Search code examples
pythonregexperformancetimeformat

Why does the basic string formatting outperforms the built-in re.compile() function?


So I used dis library (disassembler for Python bytecode) to understand what causes such an interesting performance difference which is observed at different scales, even with 1000s of strings unlike the one string example below. However, I am still clueless.

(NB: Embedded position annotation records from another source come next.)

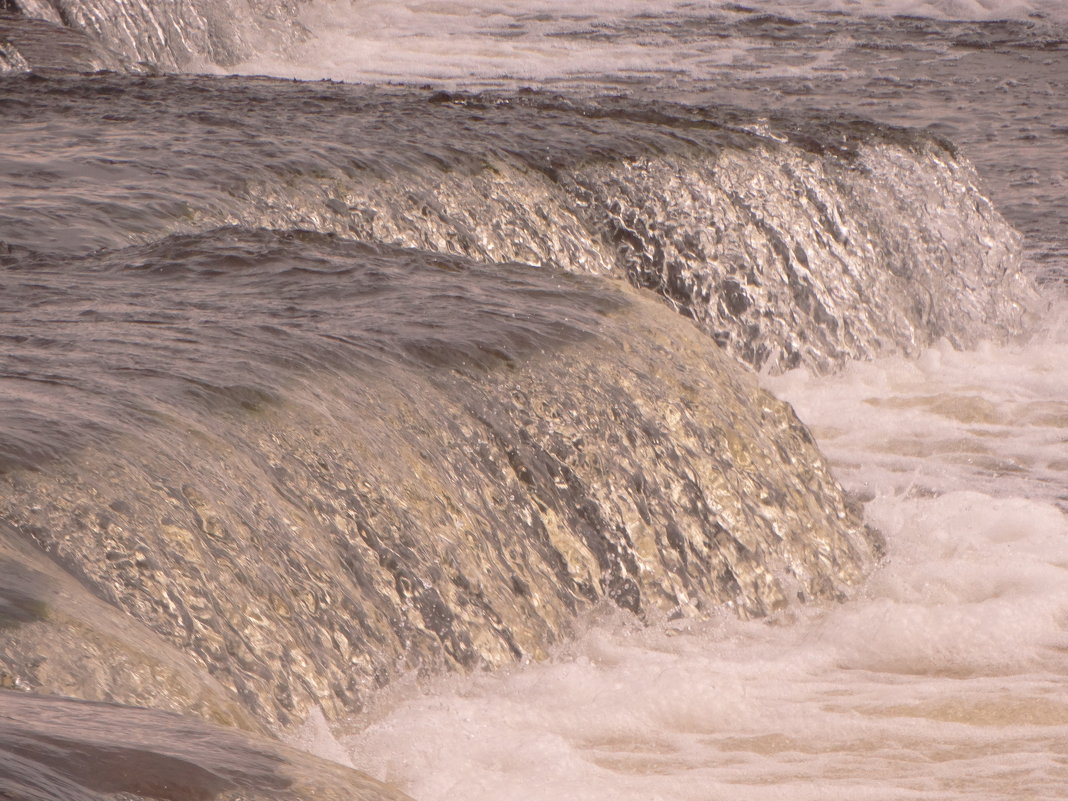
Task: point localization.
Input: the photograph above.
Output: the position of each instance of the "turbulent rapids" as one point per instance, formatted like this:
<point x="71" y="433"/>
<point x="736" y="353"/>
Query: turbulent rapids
<point x="309" y="387"/>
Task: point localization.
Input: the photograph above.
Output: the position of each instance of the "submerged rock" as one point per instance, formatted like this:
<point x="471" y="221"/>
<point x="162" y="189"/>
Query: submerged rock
<point x="791" y="241"/>
<point x="311" y="466"/>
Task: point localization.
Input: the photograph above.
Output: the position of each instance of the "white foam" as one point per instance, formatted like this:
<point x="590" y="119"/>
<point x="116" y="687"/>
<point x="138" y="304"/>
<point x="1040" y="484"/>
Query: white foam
<point x="942" y="679"/>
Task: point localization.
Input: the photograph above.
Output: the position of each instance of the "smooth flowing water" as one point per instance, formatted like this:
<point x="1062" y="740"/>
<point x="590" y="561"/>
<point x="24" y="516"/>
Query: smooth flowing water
<point x="179" y="281"/>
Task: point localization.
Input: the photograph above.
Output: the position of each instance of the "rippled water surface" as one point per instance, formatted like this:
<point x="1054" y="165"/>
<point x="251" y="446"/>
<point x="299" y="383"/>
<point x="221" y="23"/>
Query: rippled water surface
<point x="178" y="253"/>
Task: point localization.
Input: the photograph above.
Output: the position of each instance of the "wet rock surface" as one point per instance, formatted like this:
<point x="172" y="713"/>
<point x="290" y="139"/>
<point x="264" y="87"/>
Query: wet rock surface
<point x="331" y="464"/>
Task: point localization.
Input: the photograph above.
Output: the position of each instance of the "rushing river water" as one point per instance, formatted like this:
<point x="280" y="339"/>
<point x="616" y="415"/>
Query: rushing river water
<point x="171" y="205"/>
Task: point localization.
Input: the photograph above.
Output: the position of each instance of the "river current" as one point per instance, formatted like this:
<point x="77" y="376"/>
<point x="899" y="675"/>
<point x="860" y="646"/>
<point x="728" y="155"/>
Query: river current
<point x="943" y="675"/>
<point x="945" y="678"/>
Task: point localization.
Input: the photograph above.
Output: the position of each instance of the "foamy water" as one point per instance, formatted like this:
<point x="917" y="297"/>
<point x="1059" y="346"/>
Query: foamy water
<point x="493" y="41"/>
<point x="942" y="679"/>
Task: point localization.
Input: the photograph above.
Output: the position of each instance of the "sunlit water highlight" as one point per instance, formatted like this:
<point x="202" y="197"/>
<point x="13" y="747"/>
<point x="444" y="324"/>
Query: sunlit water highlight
<point x="942" y="679"/>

I used both standard time library and timeit for the calculations.

import timeit

def find_overlapped_instances(regexx, string):
    found_any = False
    for start in range(len(string)):
        if(found_any):#addition
            break
        for end in range(start, len(string)):
            cur = string[start:end+1]
            if re.match(regex, cur):
                found_any = True
                break
    return found_any

#regex = re.compile(r'F.{4}D.AX')
regex = r'^{}$'.format(r'F.{4}D.AX') 


fasta_file = "voodoo.fasta"

total_time = 0
num_hits = 0
for record in SeqIO.parse(fasta_file, "fasta"):
    sequence = str(record.seq)
    starttime = timeit.default_timer()
    found_1 = find_overlapped_instances(regex, sequence)
    total_time += timeit.default_timer()-starttime
    if(found_1):
        num_hits += 1
print(num_hits)
print(total_time)    

Formatting seems to affect the performance in search (which is the main and nearly only source of computation) in a good way which somehow makes a ~25% performance difference in general:

Searching the pattern in n strings re.compile() r'^{}$'.format()
n = 200 64.3 seconds 47.1 seconds
n = 400 136.7 seconds 101.7 seconds

Can someone help me understand why this might be happening?


Solution

  • Apart from the fact that the test should use the same regex (i.e. both with or without the ^ and $ anchors), the main problem is that when you have the compiled regular expression object, you should not pass it as first argument to re.match, but call match on that object. Only then you will benefit from that compilation.

    Here is a simpler test that shows this difference, using three scenarios:

    1. Calling match on the compiled regular expression object (fastest)
    2. Calling re.match with the pattern string as argument (medium)
    3. Calling re.match with the compiled regular expression object as argument (worst)

    Here is a script for testing that:

    import re
    import timeit
    
    pattern = r'F.{4}D.AX'
    compiled = re.compile(pattern)
    s = "qsdf F9999D9AX los F999D99AX"
    
    def test1():
        compiled.match(s)
    
    def test2():
        re.match(pattern, s)
    
    def test3():
        re.match(compiled, s)
    
    for test in (test1, test2, test3):   
        print(timeit.timeit(test, number=1000000))
    

    Here is the output I got:

    0.7618284979998862
    2.8180372250008077
    4.692441613999108